Convergence or divergence of $\left( \frac{\sum_{j=1}^n (-1)^j j^k}{\sum_{j=1}^n j^k} \right)_{n \in \mathbb N}$ for some $k \in \mathbb N$
This sequence is supposed to be the averaging of the sequence $$ (-1, \underbrace{+1,\dots,+1}_{2^k} , \underbrace{-1,\dots,-1}_{3^k}, \underbrace{+1,\dots,+1}_{4^k},\dots,\underbrace{(-1)^n,\dots,(-1)^n}_{n^k},\dots) $$ My guess is that it doesn't converge.
Proof: Take only even $n = 2 \nu$ where $\nu \in \mathbb N$, so by Leibniz theorem for alternating series the numerator is the sequence (with index $\nu$) $$ \sum_{\mu =1}^{2\nu} ((-1)^{2\mu-1} (2\mu-1)^k + (-1)^{2\mu} (2\mu)^k ) = \sum_{\mu =1}^{2\nu} (-(2\mu-1)^k + (2\mu)^k ) > 0 $$ Taking odd $n = 2\nu + 1$, where $\nu \in \mathbb N_0$ $$ -1 + \sum_{\mu =1}^{2\nu+1} ((-1)^{2\mu} (2\mu)^k + (-1)^{2\mu+1} (2\mu+1)^k ) = -1 + \sum_{\mu =1}^{2\nu+1} ((2\mu)^k - (2\mu+1)^k ) < 0 $$ It can be shown futher that this sequence is bounded in $(-1,1)$.
So there are two subsequences which go in different directions and the given sequenece diverges.
Is my argument correct ?
Solution 1:
The Riemann sum $$\frac 1 n \sum_{j=1}^n \left( \frac j n\right)^k\rightarrow \int_0^1x^kdx=\frac 1 {k+1}$$
Thus, $$\sum_{j=1}^nj^k= \frac{ n^{k+1}}{k+1}\left(1+o(1)\right)\tag{1}$$
Note that this already shows that if the numerator is bounded, then the ratio converges to $0$, and quite fast at that!
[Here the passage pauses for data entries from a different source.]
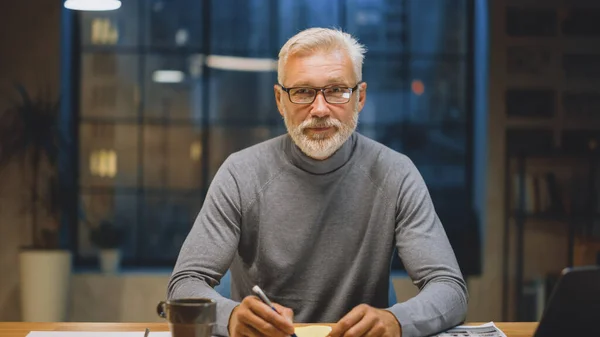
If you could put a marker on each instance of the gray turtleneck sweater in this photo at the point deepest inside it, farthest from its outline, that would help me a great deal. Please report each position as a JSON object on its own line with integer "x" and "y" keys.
{"x": 318, "y": 236}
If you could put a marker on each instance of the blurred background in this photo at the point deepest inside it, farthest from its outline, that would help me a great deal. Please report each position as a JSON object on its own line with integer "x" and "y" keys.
{"x": 113, "y": 123}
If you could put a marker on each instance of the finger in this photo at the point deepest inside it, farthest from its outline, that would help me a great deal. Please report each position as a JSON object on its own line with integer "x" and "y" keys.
{"x": 269, "y": 315}
{"x": 362, "y": 327}
{"x": 257, "y": 326}
{"x": 285, "y": 311}
{"x": 348, "y": 321}
{"x": 249, "y": 331}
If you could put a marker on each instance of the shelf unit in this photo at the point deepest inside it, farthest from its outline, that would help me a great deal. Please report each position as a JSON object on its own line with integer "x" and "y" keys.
{"x": 579, "y": 223}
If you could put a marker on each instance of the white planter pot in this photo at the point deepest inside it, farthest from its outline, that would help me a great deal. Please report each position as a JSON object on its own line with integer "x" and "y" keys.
{"x": 45, "y": 278}
{"x": 110, "y": 259}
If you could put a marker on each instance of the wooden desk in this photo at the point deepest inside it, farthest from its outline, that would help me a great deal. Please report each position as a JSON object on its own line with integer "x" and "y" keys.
{"x": 21, "y": 329}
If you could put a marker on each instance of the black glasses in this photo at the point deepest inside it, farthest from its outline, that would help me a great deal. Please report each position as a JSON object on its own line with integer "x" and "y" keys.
{"x": 332, "y": 94}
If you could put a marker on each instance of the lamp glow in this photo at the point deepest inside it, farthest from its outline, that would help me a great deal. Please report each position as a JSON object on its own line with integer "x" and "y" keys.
{"x": 93, "y": 5}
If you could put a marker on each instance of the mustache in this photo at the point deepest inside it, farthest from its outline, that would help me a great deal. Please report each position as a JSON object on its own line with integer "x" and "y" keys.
{"x": 321, "y": 123}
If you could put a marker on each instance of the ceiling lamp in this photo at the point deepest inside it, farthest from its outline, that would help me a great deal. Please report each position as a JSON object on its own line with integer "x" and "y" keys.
{"x": 93, "y": 5}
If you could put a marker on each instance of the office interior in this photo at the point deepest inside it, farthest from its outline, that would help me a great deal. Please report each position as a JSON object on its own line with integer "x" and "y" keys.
{"x": 497, "y": 102}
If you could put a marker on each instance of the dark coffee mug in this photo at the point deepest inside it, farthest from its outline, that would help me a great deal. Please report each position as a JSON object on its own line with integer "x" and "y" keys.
{"x": 189, "y": 317}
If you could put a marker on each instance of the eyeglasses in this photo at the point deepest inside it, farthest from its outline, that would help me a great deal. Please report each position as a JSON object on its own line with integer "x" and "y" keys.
{"x": 307, "y": 95}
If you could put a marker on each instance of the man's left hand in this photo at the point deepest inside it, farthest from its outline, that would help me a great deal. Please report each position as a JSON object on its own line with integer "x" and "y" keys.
{"x": 364, "y": 320}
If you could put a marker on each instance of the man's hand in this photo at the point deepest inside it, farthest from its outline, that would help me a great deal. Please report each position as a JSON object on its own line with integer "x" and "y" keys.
{"x": 253, "y": 318}
{"x": 364, "y": 320}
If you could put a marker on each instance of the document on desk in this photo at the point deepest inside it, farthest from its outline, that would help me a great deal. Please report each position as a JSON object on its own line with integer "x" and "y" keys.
{"x": 97, "y": 334}
{"x": 484, "y": 330}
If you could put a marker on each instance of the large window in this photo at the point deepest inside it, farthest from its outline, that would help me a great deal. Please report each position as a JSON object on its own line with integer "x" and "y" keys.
{"x": 168, "y": 89}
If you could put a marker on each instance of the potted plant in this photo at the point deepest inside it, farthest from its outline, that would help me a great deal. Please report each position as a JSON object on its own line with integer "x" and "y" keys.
{"x": 29, "y": 135}
{"x": 107, "y": 238}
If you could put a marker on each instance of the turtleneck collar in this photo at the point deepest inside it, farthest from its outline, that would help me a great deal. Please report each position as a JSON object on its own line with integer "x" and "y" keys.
{"x": 306, "y": 163}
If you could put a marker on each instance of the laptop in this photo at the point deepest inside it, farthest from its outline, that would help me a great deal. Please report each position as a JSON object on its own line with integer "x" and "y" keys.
{"x": 573, "y": 308}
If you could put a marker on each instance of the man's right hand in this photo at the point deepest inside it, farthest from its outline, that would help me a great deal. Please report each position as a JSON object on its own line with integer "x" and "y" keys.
{"x": 253, "y": 318}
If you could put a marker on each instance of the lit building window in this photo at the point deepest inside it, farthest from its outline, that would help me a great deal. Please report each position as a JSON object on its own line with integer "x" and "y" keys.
{"x": 103, "y": 163}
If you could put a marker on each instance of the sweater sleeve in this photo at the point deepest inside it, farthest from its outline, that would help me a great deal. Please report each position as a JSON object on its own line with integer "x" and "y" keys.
{"x": 429, "y": 260}
{"x": 209, "y": 248}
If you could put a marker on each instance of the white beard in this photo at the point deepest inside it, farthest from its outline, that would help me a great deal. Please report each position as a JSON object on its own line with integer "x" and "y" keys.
{"x": 316, "y": 146}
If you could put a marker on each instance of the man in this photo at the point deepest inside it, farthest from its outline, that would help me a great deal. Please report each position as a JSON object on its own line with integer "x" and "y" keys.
{"x": 313, "y": 217}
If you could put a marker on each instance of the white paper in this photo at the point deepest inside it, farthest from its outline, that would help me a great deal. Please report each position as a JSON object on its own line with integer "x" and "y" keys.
{"x": 98, "y": 334}
{"x": 484, "y": 330}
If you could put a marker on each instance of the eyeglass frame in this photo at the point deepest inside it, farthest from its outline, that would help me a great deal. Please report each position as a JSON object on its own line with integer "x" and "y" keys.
{"x": 322, "y": 90}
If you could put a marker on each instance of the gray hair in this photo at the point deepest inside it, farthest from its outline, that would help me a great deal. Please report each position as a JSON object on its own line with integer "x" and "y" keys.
{"x": 322, "y": 39}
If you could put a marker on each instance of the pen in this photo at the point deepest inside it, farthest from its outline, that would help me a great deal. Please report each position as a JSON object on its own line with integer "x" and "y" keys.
{"x": 264, "y": 298}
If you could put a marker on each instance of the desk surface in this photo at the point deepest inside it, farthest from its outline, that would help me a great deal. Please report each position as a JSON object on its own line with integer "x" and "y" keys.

For the numerator, as you did, let's split between odd and even indices. $$\begin{split} \sum_{j=1}^n (-1)^j j^k &=\sum_{j=1, \text{ j even}}^n j^k - \sum_{j=1, \text{ j odd}}^n j^k\\ &= \sum_{j=1, \text{ j even}}^n j^k - \left ( \sum_{j=1}^n j^k - \sum_{j=1, \text{ j even}}^n j^k\right)\\ &= 2\sum_{\mu=1}^{\lfloor\frac n 2 \rfloor} (2\mu)^k - \sum_{j=1}^n j^k\\ \end{split}$$ Thus $$\begin{split} \frac{\sum_{j=1}^n (-1)^j j^k}{\sum_{j=1}^n j^k} &= \frac{2\sum_{\mu=1}^{\lfloor\frac n 2 \rfloor} (2\mu)^k}{\sum_{j=1}^n j^k} -1\\ &= \frac{2^{k+1}\lfloor\frac n 2 \rfloor^{k+1}\left(1 + o\left(1\right)\right)}{n^{k+1}\left(1 + o\left(1\right)\right)} -1\\ &\leq \left(1+\frac2 n\right)^{k+1}\left(1+o(1)\right)-1\\ \end{split}$$ where we have used the fact that $\frac n 2 \leq \lfloor\frac n 2\rfloor<\frac n 2 +1$.
Clearly, the right-hand side converges to $0$, and so does your ratio.
Note: As an exercise, you can push things further and replace those $o(1)$ with second order terms in $(1)$ and obtain an asymptotic approximation of the ratio.